← Quora archive  ·  2011 Jun 05, 2011 10:12 AM PDT

Question

Can filing a patent application be a strategic disadvantage since one is inherently revealing their business model to competitors at the time of filing?

Answer

Yes, and this is a very deliberate decision for companies. At my former employer for instance, the internal review process for patent applications could recommend either a filing or retention of the invention as a trade secret.

There are basically 3 fundamental IP moves. File, do a defensive disclosure (publish without seeking a patent, mainly to prevent someone ELSE from patenting something that you want to use, but don't feel is worth the money to actually patent) or keep something secret. In recent times, some variety of open-source release of technology has also become an option.

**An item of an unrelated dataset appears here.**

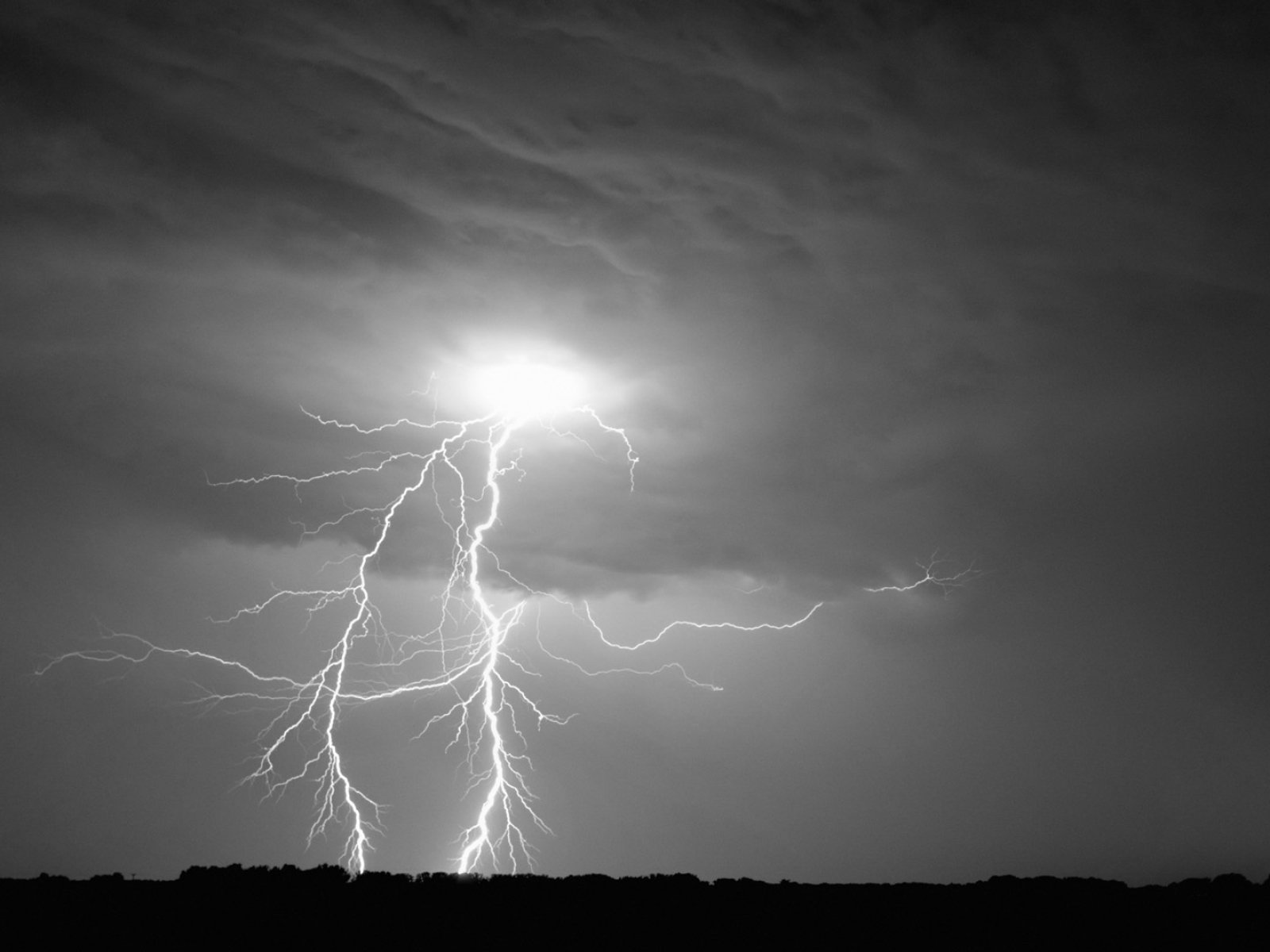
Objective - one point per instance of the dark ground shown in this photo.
(270, 905)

This question is slightly naive: a business model will rarely hinge on a single patent except for a true outlier-startup.

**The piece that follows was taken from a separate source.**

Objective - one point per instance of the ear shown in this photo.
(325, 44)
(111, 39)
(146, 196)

Small companies and individual inventors basically don't understand how this game works because they are typically thinking in terms of just one patent or two. Big companies play a complicated game with 100s or 1000s of patents.

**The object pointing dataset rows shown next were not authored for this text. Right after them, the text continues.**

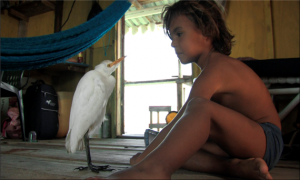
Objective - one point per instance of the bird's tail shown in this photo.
(73, 143)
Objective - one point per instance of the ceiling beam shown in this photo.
(139, 7)
(144, 12)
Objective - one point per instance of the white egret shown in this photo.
(89, 107)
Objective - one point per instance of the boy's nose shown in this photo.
(173, 44)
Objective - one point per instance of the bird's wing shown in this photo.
(89, 100)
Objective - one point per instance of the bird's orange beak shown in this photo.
(116, 61)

For complex technology spaces, patenting is basically like a game of Go. It is a territory war. In fact territory terminology is often used ("we need to claim that territory" or "are there any whitespaces here?"). When deep-pocket companies are competing in a high-tech space, everybody is treading on everybody else's turf so much that the only way to play the game is to cross-license patents.

If you try to play the licensing game with money, you will have to pay so much money, you are effectively locked out of the game, so for the incumbents, the patent game is also a way to create a barrier to entry. There is no real easy way for a newcomer to break into the printer market now, for instance, because big companies like Xerox, Canon and HP have basically carved out most of the territory among themselves.

On the other hand, they can easily buy YOU out on their terms, if you come up with a single critical new invention. The reason is that for you to take YOUR idea to market, you'll need all the other bits and pieces to make a full printer, and they'll be holding all the OTHER cards. They don't need you, but you need them (you need their IP to "practice" yours). You'll have to bargain.

If your business model hinges on a single patent, chances are you have no idea about the IP picture surrounding your technology. There is a very good chance that lots of big companies have plenty of patents that you are infringing to make your idea work. If they wanted to, they could come after you. If you suddenly started making tons of money, they might.

The only kind of business that can actually work with a single patent or two is a) a patent-trolling business (look for a critical unoccupied piece of real estate that you can squat on and use to blackmail everybody else in a game) or b) a TRUE radical, outlier new invention which is so far out from known territory, there is no claimed territory anywhere near it.